This is the first increase in rates since the central bank aggressively hiked them by 300 points in early November
The Central Bank of Egypt (CBE) has increased key interest rates in a bid to stimulate growth and curb rising inflation.
The central bank increased both rates by approximately 200 basis points following a Monetary Policy committee (MPC) meeting on 22 May.
The central bank raised the overnight deposit rate to 16.75 per cent from 14.75 per cent, and the overnight lending rate to 17.75 from 15.75 per cent.
This is the first increase in rates since the central bank aggressively hiked them by 300 points in early November, following the flotation the Egyptian pound.
The central bank has kept its key interest rates unchanged for four consecutive meetings since Novembers massive hike.
Local banking sources have told MEED that the central bank increased interest rates following mounting pressure from the IMF to curb rising inflation rates, which reached highs of 32 per cent in March this year.
The idea is that high interest rates will allow for economic growth. But a number of analysts have told MEED that in the case of Egypt, higher interest rates do little to appease Egypts problem of supply shocks rather than demand-driven inflation, as finance minister, Amr al-Garhy, put in in an interview on local television earlier this month.
Higher interest rates can help in raising inflows into treasury bills and investment portfolios. They can also help compensating creditors for inflation.
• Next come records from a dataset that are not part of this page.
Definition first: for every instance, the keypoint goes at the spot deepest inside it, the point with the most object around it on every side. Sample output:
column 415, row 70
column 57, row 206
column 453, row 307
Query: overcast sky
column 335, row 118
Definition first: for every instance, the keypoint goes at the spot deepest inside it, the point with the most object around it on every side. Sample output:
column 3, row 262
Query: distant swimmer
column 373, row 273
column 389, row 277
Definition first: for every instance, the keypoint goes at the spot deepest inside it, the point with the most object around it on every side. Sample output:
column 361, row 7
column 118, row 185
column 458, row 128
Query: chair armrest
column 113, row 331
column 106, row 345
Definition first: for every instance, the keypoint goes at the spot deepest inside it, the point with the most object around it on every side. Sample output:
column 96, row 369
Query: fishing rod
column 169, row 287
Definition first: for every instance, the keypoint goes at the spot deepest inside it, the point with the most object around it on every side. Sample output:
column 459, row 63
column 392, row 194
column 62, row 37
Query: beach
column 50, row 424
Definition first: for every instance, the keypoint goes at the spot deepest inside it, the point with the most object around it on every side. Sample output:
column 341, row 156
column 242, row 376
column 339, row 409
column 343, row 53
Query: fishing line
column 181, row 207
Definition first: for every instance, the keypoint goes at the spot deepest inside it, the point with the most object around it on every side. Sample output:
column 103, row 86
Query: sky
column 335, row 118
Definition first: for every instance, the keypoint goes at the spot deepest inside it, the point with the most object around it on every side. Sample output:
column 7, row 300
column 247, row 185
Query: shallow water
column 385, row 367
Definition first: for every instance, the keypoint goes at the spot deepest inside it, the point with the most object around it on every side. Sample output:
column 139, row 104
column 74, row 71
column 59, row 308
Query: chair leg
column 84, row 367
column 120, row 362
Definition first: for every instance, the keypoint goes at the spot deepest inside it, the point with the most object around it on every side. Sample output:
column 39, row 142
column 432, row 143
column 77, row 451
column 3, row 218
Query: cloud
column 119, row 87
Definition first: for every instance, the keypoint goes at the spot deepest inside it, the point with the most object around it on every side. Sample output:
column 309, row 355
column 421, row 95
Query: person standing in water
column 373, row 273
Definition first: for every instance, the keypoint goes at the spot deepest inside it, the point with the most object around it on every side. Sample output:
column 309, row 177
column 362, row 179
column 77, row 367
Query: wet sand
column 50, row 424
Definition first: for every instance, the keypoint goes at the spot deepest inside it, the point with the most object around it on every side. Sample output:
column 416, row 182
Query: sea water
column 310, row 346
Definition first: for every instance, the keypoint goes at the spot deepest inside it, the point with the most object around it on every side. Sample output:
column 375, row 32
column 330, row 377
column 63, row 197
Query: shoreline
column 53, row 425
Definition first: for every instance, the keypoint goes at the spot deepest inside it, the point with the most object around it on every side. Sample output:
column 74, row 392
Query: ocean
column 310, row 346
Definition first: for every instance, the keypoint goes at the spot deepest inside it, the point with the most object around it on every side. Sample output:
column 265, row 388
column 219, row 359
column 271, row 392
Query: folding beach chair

The problem is inflation in Egypt has little to do with liquidity in peoples hands, it is caused by a surge in production costs following the currency devaluation, the lifting of key subsidies, the introduction of a value added tax and a hike in custom fees. Raising interest rates in this case does little to curb supply inflation, which is the case for Egypt.
In another attempt to stimulate growth, the cabinet recently raised the limit of the maximum amount of dollar bonds the country can issue on international markets by $2bn. The ceiling of international dollar issuances to fixed income investors is currently capped at $5bn and has been raised to $7bn, indicating Cairo could return to the international debt market again this year.